THE SECOND ACHIEVEMENT

is also believed to be achieved by the intake of a large dose of glucose. Glucose augments the enzymatic activity of ADH as well as of ALDH. When a large glucose load occurs in the cytosol of liver cells then there is no possibility that the acetaldehyde reaches levels which could lead to inactivation of ALDH or to mitochondrial destruction.

THE THIRD ACHIEVEMENT

is believed to be performed by

    • a) Accelerating the reoxidation from NADH+H+ to NAD+ by speeding up the transport of electrons through the inner mitochondrial membrane
    • b) Accelerating the Krebs cycle

It is believed to be achieved by the inclusion of coenzyme Q10 and riboflavin. Riboflavin will quickly be transformed to FMN, which together with coenzyme Q10 is the determining substance for the speed of the reoxidation of NADH+H+ to NAD+ in the mitochondrial matrix. Acetaldehyde needs NAD+ when it is metabolised to acetic acid. Within this reaction NAD+ is transformed into NADH+H+. Because the availability of NAD+ is limited in the mitochondrial matrix NADH+H+ has to be re-transformed into NAD+ to serve again for acetaldehyde decomposition. This reaction is only possible because FMN and coenzyme Q10 absorb the electrons of NADH+H+ and shuttle them through the mitochondrial membrane. The more FMN and coenzyme Q10 are available, the more this process is speeded up and, because more NAD+ is available, the metabolism of acetaldehyde is accelerated.

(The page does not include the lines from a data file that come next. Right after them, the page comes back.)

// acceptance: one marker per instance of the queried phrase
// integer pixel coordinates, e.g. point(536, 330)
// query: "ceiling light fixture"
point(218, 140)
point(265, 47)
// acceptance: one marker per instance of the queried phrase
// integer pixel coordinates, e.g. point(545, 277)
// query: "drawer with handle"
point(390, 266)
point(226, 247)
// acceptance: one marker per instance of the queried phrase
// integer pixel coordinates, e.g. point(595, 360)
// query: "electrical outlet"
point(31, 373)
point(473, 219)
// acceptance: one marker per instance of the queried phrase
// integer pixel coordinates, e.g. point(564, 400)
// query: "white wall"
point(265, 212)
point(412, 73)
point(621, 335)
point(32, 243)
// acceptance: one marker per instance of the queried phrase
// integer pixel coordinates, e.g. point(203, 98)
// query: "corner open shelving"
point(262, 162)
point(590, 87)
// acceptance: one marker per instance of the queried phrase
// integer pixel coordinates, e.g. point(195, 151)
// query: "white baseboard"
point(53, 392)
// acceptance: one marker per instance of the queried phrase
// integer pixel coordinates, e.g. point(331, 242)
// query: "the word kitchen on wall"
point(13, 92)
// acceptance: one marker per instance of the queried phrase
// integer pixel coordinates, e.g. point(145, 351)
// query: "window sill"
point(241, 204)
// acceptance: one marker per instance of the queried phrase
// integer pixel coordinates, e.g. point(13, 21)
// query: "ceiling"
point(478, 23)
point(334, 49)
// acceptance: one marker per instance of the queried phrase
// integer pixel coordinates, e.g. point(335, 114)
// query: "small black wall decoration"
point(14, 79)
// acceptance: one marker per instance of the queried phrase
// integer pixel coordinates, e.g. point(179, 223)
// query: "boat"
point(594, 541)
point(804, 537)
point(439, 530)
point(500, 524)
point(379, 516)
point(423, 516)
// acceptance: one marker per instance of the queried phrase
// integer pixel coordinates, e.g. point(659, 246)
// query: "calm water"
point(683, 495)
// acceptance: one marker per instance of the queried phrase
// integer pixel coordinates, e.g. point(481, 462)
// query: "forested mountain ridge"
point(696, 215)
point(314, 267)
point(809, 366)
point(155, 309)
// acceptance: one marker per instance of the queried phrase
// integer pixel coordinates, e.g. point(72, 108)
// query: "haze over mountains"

The inclusion of coenzyme Q10 also makes also sense because its level decreases in the human body with progressing age.

The activation of the Krebs (citrate) cycle is believed to be achieved by the inclusion of succinic acid and fumaric acid. Both substances activate the second half of the citrate cycle and thereby activate the aerobic oxidation process in mitochondria. L-glutamine helps to speed up the mitochondria-cytosolic malate-asparate shuttle, which plays a key role in the course of intoxication by acetaldehyde. It also speeds up the succinate oxidation process by preventing oxalic and acetic inhibition of succinate dehydrogenase.

THE FOURTH ACHIEVEMENT

the elevation of anti-oxidant levels, is believed to be achieved by the inclusion of cysteine, ascorbic acid and also of L-glutamine. Cysteine should provide a strong anti-oxidant effect as well as ascorbic acid. The human body transforms cysteine to gluthatione which specially protects against the toxic effects of acetaldehyde. To reach an optimal level of gluthatione and to avoid cysteine being transformed to cystine, it is important to combine cysteine with glutamine and give twice as much ascorbic acid as cysteine.

By taking the mentioned substances, it is expected that the level of acetaldehyde after drinking alcohol will be remarkably reduced and flushing symptoms at least diminished.

The other known side-effects of acetaldehyde such as headaches and hangovers should also disappear.